Tendo em vista que "capitalismo humanista" virou até linha de pesquisa em certos programas de pós-graduação, e por isso ele acabou sendo referido na obra, resolvi destacar este trecho da apresentação do livro, escrita por Taís Franciscon:
A democracia está numa ala separada: apinhada de pessoas que querem, finalmente, descobrir o que ela é; mas só há o modelo aprovado previamente por investidores. O museu do pó traz um conceito inovador: quanto mais resíduos tóxicos, mais avançada é a civilização. O museu dedicado à atmosfera provoca a asfixia; está repleto de retratos de genocidas que ganharam o Nobel da Paz.
Em meio à topografia negativa, o Livre Mercado, maiúsculas como um deus, vive a apoteose. Por um lado, realiza ações que não são tão distantes da realidade: defende o direito empresarial do agrotóxico; comercializa, online, atentados à dignidade humana, apenas porque são lucrativos; inclui nos decretos petrolíferos a compra de acidentes atômicos. Vale observar que é justamente o Livre Mercado quem motiva o “capitalismo humanista das bombas”: afinal, quem anuncia a cotação na Bolsa de Valores são homens-bomba. No último estágio, há bombas em paraísos fiscais, enquanto “a bomba financia / os planos globais de investimento / no mercado da catástrofe”.

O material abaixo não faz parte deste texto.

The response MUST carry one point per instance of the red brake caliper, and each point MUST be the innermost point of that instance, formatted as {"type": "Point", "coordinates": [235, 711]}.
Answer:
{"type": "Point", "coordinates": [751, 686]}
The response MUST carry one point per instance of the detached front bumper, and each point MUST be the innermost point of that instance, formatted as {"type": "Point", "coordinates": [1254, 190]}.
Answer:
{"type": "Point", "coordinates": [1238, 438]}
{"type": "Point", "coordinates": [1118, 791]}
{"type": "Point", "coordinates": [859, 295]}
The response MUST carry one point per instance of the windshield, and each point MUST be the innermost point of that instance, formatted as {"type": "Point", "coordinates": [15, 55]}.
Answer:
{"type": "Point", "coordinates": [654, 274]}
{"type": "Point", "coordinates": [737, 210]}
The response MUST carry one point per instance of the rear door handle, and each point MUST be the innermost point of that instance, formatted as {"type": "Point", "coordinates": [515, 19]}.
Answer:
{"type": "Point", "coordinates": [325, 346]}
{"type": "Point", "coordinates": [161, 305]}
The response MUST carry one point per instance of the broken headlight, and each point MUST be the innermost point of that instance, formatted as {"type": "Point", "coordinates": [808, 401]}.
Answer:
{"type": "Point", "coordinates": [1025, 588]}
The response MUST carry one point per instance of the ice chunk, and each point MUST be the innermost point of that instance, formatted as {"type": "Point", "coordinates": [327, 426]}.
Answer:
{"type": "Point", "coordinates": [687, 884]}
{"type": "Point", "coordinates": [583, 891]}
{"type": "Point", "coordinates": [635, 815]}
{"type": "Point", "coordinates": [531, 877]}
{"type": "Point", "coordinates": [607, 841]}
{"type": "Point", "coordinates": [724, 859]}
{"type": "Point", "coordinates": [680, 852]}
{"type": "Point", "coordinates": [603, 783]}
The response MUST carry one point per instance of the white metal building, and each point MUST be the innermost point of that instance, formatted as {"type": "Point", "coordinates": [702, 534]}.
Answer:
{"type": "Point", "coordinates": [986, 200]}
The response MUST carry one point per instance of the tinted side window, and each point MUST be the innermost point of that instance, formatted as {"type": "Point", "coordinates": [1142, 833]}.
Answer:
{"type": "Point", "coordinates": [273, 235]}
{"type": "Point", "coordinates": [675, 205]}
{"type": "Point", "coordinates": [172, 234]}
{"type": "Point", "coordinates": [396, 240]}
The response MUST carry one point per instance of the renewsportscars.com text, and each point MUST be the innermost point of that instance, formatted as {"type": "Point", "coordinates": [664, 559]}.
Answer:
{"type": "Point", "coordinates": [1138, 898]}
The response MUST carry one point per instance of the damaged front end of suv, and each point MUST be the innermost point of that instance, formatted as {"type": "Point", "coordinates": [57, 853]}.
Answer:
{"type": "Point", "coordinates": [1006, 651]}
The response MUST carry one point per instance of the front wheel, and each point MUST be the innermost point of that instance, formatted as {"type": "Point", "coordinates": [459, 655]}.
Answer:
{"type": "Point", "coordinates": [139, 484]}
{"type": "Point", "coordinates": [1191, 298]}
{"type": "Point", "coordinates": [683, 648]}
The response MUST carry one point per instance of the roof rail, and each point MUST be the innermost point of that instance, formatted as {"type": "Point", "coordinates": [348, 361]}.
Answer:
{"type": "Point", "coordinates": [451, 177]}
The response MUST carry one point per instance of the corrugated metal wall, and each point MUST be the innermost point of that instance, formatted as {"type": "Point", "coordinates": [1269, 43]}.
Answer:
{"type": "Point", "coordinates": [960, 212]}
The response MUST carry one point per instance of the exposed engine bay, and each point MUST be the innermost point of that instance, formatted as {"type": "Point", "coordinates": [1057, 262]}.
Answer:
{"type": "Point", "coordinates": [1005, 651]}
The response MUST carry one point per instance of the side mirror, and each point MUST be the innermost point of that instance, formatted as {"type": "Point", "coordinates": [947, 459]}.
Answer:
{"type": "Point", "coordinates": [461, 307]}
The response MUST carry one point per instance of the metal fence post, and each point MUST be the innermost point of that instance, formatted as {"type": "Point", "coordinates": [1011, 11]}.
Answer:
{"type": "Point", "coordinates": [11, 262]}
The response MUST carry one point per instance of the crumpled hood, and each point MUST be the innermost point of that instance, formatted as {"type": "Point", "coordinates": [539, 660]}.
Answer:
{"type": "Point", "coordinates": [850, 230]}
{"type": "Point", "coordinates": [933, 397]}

Ao se falar desse capitalismo explosivo, entra em cena outro agente da perpetuação da barbárie: o Estado, cujos fiéis servidores são as jaulas. Dependente das fraturas dos ossos e das lágrimas, o Estado transmuta os direitos humanos para as barras de ferro e, diante da tragédia, surrupia a democracia, que lhe começa a parecer incômoda. Em nome dele, memórias de massacres são sufocadas. O apagamento de registros de atrocidades é tarefa conhecida pelo autor. Desarquivar o Brasil está na trajetória poética e jurídica de Pádua Fernandes; ele foi um dos pesquisadores da Comissão da Verdade do Estado e da Prefeitura de São Paulo.
Apesar de O Desvio das Gentes reverberar, inevitavelmente, os traços do horror brasileiro, fica claro que o panorama devastador pertence a uma geografia ampla, onde os “horizontes são alargados até o napalm”.